Dutch burqa ban may go after centre-right coalition government falls

By Reuters Staff
April 26, 2012

Geert Wilders of the Freedom Party walks away after a debate about the government's resignation caused by a crisis over budget cuts in The Hague April 24, 2012. REUTERS/Paul Vreeker)

With the collapse of the Dutch centre-right government, the Netherlands may now drop some of its most eye-popping proposals aimed at Muslims and other immigrants and could soften its strong anti-immigration rhetoric.

A ban on Muslim face veils, such as the Arabic-style niqabs that leave the eyes uncovered and Afghan-style burqas that cover the face with a cloth grid, is less likely to go ahead after the government collapsed at the weekend.

The minority Liberal-Christian Democrat coalition’s alliance with Geert Wilders’ Freedom Party (PVV) fell apart when they could not reach agreement on crucial budget cuts. An election has been called for September 12.

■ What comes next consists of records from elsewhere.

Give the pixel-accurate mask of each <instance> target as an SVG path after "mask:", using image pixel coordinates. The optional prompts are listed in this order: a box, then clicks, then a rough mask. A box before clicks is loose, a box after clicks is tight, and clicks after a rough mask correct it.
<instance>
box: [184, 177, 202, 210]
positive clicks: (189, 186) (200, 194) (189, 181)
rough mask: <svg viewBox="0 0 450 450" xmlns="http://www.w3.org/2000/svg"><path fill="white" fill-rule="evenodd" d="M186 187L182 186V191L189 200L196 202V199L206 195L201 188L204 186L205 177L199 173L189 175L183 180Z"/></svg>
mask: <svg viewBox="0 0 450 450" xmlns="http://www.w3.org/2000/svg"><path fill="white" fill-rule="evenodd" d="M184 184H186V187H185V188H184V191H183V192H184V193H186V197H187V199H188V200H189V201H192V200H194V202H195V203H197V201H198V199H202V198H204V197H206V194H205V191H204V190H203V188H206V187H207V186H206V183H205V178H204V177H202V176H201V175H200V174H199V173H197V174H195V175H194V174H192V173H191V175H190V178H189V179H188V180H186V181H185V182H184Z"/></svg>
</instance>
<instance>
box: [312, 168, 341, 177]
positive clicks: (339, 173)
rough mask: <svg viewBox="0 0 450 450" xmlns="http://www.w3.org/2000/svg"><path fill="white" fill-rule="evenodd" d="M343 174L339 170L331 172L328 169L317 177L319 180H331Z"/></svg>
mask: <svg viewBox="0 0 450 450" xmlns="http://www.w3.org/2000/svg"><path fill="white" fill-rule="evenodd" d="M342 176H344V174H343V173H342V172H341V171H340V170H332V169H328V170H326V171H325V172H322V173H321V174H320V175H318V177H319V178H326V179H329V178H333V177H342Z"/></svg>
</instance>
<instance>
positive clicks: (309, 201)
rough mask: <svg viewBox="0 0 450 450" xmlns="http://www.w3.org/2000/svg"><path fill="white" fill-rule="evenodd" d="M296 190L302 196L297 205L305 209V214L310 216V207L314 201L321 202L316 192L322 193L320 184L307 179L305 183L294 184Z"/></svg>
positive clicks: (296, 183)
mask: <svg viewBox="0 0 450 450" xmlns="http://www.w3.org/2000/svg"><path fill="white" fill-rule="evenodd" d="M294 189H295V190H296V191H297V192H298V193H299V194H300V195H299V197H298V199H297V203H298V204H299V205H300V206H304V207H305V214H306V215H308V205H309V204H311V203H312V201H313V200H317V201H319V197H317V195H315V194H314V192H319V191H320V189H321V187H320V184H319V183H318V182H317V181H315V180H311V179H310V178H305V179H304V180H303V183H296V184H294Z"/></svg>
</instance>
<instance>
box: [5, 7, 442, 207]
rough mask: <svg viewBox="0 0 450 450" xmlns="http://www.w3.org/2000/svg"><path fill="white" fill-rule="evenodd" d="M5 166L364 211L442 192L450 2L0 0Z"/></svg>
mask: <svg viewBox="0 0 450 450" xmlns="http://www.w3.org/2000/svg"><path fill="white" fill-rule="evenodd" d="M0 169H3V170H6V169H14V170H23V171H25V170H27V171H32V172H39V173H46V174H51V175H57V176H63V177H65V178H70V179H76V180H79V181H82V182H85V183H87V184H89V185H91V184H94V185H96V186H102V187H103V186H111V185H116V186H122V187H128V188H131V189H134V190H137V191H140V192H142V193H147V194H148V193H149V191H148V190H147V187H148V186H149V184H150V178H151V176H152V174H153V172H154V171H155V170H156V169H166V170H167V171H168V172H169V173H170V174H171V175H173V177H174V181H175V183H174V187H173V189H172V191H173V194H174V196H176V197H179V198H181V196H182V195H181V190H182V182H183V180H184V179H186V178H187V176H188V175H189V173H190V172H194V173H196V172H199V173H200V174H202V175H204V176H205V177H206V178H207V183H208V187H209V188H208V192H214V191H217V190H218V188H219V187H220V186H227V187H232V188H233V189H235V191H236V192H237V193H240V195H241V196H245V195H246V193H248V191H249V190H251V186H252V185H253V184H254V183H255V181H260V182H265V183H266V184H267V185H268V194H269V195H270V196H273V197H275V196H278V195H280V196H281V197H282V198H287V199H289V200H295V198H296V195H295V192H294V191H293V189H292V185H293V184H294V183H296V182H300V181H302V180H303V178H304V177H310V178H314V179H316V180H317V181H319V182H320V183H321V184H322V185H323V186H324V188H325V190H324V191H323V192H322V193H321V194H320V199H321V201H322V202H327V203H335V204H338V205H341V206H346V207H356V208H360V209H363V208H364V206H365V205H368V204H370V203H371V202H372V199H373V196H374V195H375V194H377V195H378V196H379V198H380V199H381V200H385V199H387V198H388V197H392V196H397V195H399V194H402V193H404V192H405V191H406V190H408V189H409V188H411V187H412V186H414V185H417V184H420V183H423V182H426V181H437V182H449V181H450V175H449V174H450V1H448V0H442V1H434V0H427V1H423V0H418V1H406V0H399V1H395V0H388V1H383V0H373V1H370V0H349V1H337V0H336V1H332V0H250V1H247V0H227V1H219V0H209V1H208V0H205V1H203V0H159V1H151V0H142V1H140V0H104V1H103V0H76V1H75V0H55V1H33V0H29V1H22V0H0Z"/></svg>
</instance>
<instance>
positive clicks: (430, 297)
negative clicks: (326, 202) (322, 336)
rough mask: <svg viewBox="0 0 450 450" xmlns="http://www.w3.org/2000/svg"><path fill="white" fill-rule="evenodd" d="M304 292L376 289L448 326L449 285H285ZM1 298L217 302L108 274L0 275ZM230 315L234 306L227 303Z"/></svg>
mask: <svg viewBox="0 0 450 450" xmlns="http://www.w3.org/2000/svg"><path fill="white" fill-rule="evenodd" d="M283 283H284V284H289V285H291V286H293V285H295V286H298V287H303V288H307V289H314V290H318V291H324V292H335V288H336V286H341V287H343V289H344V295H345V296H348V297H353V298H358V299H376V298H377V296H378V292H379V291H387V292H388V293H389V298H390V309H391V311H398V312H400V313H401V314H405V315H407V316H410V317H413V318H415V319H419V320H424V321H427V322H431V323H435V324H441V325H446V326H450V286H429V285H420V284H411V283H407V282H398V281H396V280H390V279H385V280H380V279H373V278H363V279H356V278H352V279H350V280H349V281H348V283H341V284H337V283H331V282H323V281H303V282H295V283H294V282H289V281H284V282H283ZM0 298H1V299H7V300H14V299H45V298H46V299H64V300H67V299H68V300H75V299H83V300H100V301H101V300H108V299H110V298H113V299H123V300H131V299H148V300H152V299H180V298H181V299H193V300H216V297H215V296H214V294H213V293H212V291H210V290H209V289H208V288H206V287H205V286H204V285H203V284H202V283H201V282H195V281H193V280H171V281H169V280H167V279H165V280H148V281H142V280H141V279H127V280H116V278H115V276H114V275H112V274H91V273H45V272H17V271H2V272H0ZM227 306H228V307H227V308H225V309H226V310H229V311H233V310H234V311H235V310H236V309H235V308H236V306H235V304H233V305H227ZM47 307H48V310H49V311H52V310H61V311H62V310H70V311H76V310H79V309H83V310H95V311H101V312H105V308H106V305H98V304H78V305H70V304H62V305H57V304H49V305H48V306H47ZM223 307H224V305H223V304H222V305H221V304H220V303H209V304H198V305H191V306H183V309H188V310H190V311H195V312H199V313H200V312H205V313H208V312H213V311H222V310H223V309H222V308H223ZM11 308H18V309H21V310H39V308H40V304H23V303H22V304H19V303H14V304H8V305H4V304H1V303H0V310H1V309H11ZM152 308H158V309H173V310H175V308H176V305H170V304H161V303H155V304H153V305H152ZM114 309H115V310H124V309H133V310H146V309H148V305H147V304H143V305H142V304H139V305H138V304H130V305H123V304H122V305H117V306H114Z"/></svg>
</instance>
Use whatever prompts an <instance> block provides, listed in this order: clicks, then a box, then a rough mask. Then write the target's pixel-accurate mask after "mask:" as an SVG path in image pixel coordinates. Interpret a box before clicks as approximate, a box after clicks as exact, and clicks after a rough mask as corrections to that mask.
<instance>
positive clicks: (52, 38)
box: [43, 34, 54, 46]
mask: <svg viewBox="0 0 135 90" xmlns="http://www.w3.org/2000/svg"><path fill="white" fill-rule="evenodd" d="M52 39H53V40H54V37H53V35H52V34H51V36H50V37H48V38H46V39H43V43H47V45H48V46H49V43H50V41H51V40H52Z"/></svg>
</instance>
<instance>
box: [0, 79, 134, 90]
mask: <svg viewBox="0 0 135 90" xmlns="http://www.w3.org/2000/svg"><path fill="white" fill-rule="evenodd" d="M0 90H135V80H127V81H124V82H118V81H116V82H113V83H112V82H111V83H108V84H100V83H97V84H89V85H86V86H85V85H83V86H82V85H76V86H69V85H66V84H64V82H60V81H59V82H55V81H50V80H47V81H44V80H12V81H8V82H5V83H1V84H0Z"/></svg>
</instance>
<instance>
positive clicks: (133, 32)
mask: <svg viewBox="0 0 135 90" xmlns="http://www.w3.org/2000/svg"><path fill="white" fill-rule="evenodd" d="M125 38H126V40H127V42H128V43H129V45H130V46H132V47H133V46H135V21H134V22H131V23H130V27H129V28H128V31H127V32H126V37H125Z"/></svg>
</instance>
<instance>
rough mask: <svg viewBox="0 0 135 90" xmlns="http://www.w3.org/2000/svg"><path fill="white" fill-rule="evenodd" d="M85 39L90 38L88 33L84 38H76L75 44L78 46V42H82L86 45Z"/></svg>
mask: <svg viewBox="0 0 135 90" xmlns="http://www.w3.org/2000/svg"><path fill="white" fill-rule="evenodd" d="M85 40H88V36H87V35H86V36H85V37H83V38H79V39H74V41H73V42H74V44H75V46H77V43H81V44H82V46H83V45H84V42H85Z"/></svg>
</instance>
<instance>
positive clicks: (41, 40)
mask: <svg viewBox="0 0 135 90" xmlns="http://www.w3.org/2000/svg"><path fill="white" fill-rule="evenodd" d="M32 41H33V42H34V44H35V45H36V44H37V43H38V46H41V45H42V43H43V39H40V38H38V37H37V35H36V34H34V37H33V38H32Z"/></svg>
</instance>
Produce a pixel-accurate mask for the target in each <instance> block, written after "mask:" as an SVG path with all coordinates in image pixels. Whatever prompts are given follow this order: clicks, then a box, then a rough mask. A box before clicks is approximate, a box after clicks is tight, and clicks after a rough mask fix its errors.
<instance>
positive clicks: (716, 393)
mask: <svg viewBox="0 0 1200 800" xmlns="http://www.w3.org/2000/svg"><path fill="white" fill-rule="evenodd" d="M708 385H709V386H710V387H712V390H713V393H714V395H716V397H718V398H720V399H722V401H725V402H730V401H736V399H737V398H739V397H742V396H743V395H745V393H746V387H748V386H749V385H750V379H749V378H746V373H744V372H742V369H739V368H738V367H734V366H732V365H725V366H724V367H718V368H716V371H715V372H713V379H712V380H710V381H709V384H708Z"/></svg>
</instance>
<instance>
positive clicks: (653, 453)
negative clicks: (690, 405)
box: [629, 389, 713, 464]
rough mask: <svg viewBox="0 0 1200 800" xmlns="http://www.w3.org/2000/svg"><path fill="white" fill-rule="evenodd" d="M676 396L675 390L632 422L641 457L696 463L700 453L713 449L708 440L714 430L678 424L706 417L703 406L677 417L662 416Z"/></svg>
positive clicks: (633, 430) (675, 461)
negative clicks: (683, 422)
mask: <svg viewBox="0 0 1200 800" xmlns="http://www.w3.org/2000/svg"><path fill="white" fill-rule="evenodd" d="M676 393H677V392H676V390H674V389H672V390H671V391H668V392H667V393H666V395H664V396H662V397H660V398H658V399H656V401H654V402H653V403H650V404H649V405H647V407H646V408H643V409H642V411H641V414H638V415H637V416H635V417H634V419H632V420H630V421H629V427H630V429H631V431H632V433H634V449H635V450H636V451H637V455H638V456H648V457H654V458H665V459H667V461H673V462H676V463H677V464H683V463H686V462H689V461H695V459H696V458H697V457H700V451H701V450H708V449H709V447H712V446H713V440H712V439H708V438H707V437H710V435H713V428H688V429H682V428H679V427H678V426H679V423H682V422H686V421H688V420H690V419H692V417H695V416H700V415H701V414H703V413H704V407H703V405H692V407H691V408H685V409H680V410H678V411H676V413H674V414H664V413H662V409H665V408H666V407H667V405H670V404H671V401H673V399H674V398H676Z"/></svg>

In return for Wilders’ support in parliament, the government had proposed a number of laws, including bans on Muslim face veils and on dual nationality.

If it appears clear that there is no longer a parliamentary majority in favor of such proposals, they could soon be taken “off the table”, said Maurits Berger, professor of Islam in the contemporary West at Leiden University.

“These policies were driven by PVV but also by this government in order to maintain their relationship with PVV. They have turned Holland into a pariah,” Berger said.

“These are the legacy of the PVV. Face veils, dual nationality – both these proposals have not really been thought through.”

The Christian Democrats will no longer support a proposal to ban dual nationality, a source within the party told Reuters. The party also feels uneasy about the face veil ban, Dutch daily De Volkskrant said.